Reuters quoted Latvian Police saying Martins Bunkus was shot by two men as he drove through the surburbs of Riga in early morning. His attackers escaped in a van which was later found abandoned and burnt out.
“We think that it was a carefully planned murder … connected with the victim’s professional work. We think we are dealing here with organized crime,” Andrejs Grisins, a police official, told journalists. Bunkus had reported death threats to police in 2016, he added.
Martins Bunkus is known to have worked on the winding down of Trasta Komercbanka, a bank that lost its license in 2016 after it broke anti-money laundering and terror-financing rules.

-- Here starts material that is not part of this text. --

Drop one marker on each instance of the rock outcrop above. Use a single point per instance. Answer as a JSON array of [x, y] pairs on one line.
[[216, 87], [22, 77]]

Sources in Latvia told this website Martins Bunkus was likely also involved in the liquidation of ABLV, recently closed after it was accused by the United States of money laundering.
ABLV was recently in the news in Malta when documentation connected to 17 Black payments was published by The Daphne Project. That documentation showed how the FIAU had discovered payments of over a 1 million euro into 17 Black from a Seychelles company, Mayor Trans owned by an Azeri. The payment moved through Latvian ABLV bank.
The findings of the FIA have since been submitted to the court by Simon Busuttil and David Casa.
In March this website published a commentary on the closure of ABLV bank, then Latvia’s third largest bank, that was driven out business after the US Treasury proposed to ban ABLV from having a correspondence account in the United States due to money laundering concerns.
That article observed that United States action brought about the closure of a European bank before its regulator, the European Central Bank, had done anything about it. And that the US intervened on ABLV after it was satisfied the bank corrupted politicians in order to stay in business.
Thirteen days after that story the United States arrested Pilatus Bank chairman and owner Ali Sadr, an action which led to the bank’s business being taken over by the regulator here.